Tennessee v. Lane
Tennessee v. Lane
The 11th Amendment of the United States Constitution gives “sovereign immunity” to federal and state governments. What this means is that unless the government has waived its right not to be sued, individuals cannot file a lawsuit directly against their state or federal government. Tennessee v. Lane was based on a complaint from two disabled individuals, George Lane and Beverly Jones, who believed that their due process rights had been violated by the state of Tennessee.
George Lane and Beverly Jones
George Lane, who made the original complaint in this case, was a wheelchair user who resided in the state of Tennessee. Lane had been injured in a car crash, which left him without the use of his legs and killed another person involved in the accident. He was charged with reckless driving by the state of Tennessee.

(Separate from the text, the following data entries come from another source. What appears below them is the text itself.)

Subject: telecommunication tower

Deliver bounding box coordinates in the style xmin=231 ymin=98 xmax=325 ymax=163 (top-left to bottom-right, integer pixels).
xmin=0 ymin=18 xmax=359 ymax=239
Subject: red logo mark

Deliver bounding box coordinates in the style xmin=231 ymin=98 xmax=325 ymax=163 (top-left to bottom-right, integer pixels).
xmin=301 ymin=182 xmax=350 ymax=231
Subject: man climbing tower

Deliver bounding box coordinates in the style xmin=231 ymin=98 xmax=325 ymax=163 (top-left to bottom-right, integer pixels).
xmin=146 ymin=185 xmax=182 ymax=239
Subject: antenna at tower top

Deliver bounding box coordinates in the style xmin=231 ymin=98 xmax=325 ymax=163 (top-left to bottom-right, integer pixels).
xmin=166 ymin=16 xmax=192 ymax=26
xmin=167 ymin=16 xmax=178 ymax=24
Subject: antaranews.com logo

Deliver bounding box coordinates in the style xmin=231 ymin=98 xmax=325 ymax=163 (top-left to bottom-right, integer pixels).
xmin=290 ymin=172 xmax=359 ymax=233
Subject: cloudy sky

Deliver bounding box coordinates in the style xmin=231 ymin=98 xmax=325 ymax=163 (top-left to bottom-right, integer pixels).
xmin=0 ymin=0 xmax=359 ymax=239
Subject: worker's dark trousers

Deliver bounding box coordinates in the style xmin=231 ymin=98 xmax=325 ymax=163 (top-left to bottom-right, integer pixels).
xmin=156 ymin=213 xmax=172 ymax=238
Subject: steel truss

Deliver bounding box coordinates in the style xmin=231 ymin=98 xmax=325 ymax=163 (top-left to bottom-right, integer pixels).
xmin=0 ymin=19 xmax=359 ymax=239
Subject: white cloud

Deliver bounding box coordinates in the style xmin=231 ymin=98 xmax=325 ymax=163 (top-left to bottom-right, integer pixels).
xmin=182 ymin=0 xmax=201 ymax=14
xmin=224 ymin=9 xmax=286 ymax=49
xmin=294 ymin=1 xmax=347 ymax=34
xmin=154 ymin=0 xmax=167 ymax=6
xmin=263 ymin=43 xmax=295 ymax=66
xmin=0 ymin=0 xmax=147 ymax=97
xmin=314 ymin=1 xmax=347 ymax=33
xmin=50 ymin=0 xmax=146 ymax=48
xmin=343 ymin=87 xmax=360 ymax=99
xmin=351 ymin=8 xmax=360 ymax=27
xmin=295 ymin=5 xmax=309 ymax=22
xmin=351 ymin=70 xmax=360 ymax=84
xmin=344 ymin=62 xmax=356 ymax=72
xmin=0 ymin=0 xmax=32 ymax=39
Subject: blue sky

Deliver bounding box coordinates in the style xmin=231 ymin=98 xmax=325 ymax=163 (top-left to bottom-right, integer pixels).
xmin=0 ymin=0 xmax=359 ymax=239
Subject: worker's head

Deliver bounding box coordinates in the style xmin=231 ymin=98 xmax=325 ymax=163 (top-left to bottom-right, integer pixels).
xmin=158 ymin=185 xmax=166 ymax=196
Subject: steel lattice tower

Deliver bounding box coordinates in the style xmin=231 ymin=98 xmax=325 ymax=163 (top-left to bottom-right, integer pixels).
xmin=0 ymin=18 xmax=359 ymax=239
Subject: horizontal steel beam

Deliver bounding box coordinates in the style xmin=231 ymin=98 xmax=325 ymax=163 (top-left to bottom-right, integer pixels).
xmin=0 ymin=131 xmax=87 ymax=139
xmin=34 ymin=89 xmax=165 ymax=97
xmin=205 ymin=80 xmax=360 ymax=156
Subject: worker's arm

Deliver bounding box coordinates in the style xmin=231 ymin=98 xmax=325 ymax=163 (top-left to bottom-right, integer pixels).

When Lane went to the county courthouse for his first pre-trial hearing, he discovered that the courthouse did not in fact have any elevators. He had to drag himself up two flights of stairs in order to go to the courtroom and participate in the hearing. According to Lane, security guards had laughed at him while he was trying to get up the stairs, and he refused to do it a second time for his next scheduled court time. He was arrested for failure to appear, even though the judge knew that the 3rd floor courtroom was inaccessible to him.

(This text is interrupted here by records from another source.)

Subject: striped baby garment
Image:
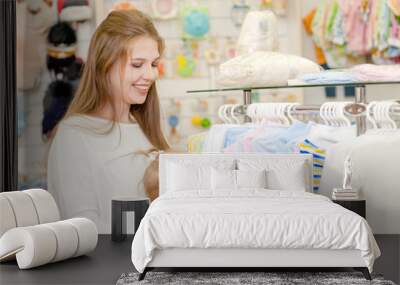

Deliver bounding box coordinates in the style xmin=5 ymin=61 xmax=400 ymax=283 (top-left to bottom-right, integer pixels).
xmin=298 ymin=139 xmax=326 ymax=193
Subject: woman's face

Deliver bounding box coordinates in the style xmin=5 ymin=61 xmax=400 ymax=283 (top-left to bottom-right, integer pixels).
xmin=109 ymin=35 xmax=160 ymax=107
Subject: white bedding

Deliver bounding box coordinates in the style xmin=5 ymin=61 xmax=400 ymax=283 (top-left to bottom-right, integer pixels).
xmin=131 ymin=190 xmax=380 ymax=273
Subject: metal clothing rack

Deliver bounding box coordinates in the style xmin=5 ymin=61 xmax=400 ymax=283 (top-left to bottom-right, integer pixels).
xmin=187 ymin=81 xmax=400 ymax=136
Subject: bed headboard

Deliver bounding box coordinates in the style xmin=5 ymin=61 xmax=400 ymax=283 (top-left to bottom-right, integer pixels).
xmin=159 ymin=153 xmax=313 ymax=195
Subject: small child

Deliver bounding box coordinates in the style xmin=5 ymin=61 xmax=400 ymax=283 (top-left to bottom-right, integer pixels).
xmin=143 ymin=154 xmax=160 ymax=202
xmin=142 ymin=149 xmax=180 ymax=202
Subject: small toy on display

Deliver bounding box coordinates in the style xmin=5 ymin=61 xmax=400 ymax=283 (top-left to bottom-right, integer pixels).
xmin=112 ymin=1 xmax=136 ymax=11
xmin=157 ymin=59 xmax=166 ymax=78
xmin=168 ymin=115 xmax=181 ymax=145
xmin=236 ymin=10 xmax=279 ymax=55
xmin=190 ymin=99 xmax=211 ymax=129
xmin=191 ymin=115 xmax=202 ymax=127
xmin=175 ymin=39 xmax=197 ymax=77
xmin=200 ymin=117 xmax=212 ymax=128
xmin=151 ymin=0 xmax=178 ymax=20
xmin=260 ymin=0 xmax=273 ymax=10
xmin=190 ymin=40 xmax=200 ymax=60
xmin=224 ymin=37 xmax=237 ymax=60
xmin=176 ymin=54 xmax=195 ymax=77
xmin=260 ymin=0 xmax=288 ymax=16
xmin=166 ymin=100 xmax=182 ymax=146
xmin=231 ymin=0 xmax=250 ymax=27
xmin=205 ymin=38 xmax=221 ymax=85
xmin=191 ymin=115 xmax=211 ymax=129
xmin=204 ymin=37 xmax=221 ymax=66
xmin=181 ymin=3 xmax=210 ymax=39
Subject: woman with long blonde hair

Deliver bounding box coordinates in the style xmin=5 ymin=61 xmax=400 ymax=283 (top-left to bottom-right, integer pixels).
xmin=47 ymin=9 xmax=169 ymax=233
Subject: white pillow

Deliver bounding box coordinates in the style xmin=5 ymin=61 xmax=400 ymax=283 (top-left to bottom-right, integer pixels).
xmin=211 ymin=168 xmax=236 ymax=190
xmin=236 ymin=169 xmax=268 ymax=189
xmin=266 ymin=165 xmax=307 ymax=191
xmin=167 ymin=162 xmax=211 ymax=191
xmin=237 ymin=158 xmax=309 ymax=192
xmin=211 ymin=168 xmax=268 ymax=191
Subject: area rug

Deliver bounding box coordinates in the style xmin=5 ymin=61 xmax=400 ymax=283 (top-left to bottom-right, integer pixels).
xmin=116 ymin=271 xmax=396 ymax=285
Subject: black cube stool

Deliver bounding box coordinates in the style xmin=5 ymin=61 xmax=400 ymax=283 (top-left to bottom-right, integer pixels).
xmin=111 ymin=197 xmax=149 ymax=242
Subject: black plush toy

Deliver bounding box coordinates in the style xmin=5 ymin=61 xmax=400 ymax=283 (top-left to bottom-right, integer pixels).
xmin=42 ymin=22 xmax=82 ymax=140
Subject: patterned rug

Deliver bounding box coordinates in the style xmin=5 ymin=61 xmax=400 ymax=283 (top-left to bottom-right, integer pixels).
xmin=116 ymin=271 xmax=396 ymax=285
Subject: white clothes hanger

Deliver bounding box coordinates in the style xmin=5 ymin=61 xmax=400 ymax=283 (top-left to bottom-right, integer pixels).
xmin=286 ymin=103 xmax=300 ymax=124
xmin=218 ymin=105 xmax=226 ymax=123
xmin=320 ymin=102 xmax=330 ymax=126
xmin=381 ymin=101 xmax=398 ymax=129
xmin=230 ymin=104 xmax=241 ymax=124
xmin=366 ymin=101 xmax=378 ymax=130
xmin=223 ymin=104 xmax=234 ymax=124
xmin=338 ymin=102 xmax=352 ymax=127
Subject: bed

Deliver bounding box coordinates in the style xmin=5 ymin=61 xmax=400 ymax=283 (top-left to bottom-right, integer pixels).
xmin=131 ymin=154 xmax=380 ymax=281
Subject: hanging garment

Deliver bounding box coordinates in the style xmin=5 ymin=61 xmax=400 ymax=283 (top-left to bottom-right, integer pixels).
xmin=223 ymin=127 xmax=254 ymax=148
xmin=305 ymin=124 xmax=357 ymax=150
xmin=224 ymin=124 xmax=288 ymax=153
xmin=298 ymin=139 xmax=327 ymax=193
xmin=251 ymin=122 xmax=314 ymax=153
xmin=203 ymin=124 xmax=236 ymax=152
xmin=337 ymin=0 xmax=372 ymax=56
xmin=303 ymin=8 xmax=327 ymax=65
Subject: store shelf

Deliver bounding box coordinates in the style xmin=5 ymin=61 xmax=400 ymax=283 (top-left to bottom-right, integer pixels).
xmin=186 ymin=81 xmax=400 ymax=93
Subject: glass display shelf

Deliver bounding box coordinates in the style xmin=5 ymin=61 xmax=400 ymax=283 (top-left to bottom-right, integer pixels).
xmin=187 ymin=80 xmax=400 ymax=136
xmin=186 ymin=81 xmax=400 ymax=93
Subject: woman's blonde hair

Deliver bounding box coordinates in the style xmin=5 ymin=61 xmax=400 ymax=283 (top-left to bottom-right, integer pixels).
xmin=64 ymin=9 xmax=169 ymax=150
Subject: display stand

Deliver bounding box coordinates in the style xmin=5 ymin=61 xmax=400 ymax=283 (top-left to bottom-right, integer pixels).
xmin=187 ymin=81 xmax=400 ymax=136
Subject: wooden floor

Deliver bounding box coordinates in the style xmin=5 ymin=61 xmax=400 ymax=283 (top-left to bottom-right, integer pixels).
xmin=0 ymin=235 xmax=398 ymax=285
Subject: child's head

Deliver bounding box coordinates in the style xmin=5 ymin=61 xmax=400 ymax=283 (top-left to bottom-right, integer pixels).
xmin=143 ymin=155 xmax=159 ymax=202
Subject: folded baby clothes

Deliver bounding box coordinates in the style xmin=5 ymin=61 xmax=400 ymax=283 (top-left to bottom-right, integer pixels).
xmin=351 ymin=64 xmax=400 ymax=81
xmin=299 ymin=70 xmax=357 ymax=84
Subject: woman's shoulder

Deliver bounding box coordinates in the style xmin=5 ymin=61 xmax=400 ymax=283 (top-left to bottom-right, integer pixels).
xmin=60 ymin=114 xmax=106 ymax=128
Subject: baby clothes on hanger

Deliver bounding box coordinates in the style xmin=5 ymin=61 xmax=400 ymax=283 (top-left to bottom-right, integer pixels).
xmin=298 ymin=139 xmax=327 ymax=193
xmin=305 ymin=124 xmax=357 ymax=150
xmin=308 ymin=0 xmax=400 ymax=65
xmin=223 ymin=126 xmax=254 ymax=148
xmin=250 ymin=122 xmax=314 ymax=153
xmin=203 ymin=124 xmax=248 ymax=152
xmin=223 ymin=124 xmax=288 ymax=153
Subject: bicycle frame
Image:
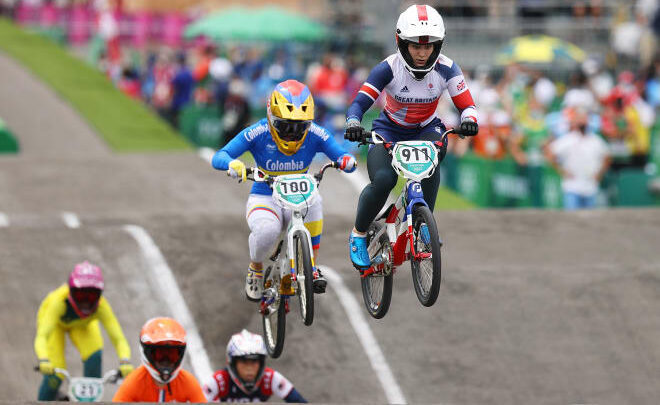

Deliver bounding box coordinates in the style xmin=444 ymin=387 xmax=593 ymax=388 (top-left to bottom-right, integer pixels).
xmin=261 ymin=208 xmax=315 ymax=310
xmin=243 ymin=165 xmax=335 ymax=315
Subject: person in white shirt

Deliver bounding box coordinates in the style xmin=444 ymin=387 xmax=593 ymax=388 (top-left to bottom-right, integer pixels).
xmin=545 ymin=108 xmax=611 ymax=210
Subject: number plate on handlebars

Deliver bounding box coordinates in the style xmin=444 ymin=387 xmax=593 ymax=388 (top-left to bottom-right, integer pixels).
xmin=70 ymin=378 xmax=104 ymax=402
xmin=392 ymin=141 xmax=438 ymax=181
xmin=272 ymin=174 xmax=318 ymax=210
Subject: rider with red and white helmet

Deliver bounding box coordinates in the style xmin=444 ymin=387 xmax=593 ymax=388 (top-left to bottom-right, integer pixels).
xmin=203 ymin=329 xmax=307 ymax=403
xmin=34 ymin=261 xmax=134 ymax=401
xmin=345 ymin=4 xmax=479 ymax=270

Beverly Jones never had to drag herself up flights of stairs, but as a paraplegic court reporter, she said she had been carried into buildings, a humiliating and demeaning experience when she was just trying to do her job. Both sued the state of Tennessee, alleging violations of their due process rights.
Tennessee Invokes 11th Amendment
As soon as it was sued, Tennessee said that the lawsuit was inherently invalid because of the state's 11th Amendment right to sovereign immunity from lawsuits. A few years before, the courts had decided that an equal protection lawsuit against state governments pertaining to disability discrimination in employment was invalid under the 11th Amendment, so the state felt its case was strong.
Supreme Court Ruling
In Tennessee v. Lane, the Supreme Court ruled in favor of Lane and Jones. While it was true, the court said, that they had recently dismissed a case involving disability lawsuits on equal protection grounds, that had been because there was little evidence to show that states had really been violating rights. In this case, there were two differences: first of all, rather than being about equal protection, Tennessee v. Lane was about due process rights, which were more explicitly covered by Title II of the ADA, which Lane was suing under.
The second half of the court's reasoning was that unlike in the equal protection case they'd heard before, in which evidence was lacking, the plaintiffs in Tennesee v. Lane brought a tremendous amount of evidence of their access problems in Tennessee courtrooms. This evidence very convincingly showed that disabled people in Tennessee were not being permitted due process because they were unable to access courthouse buildings and services.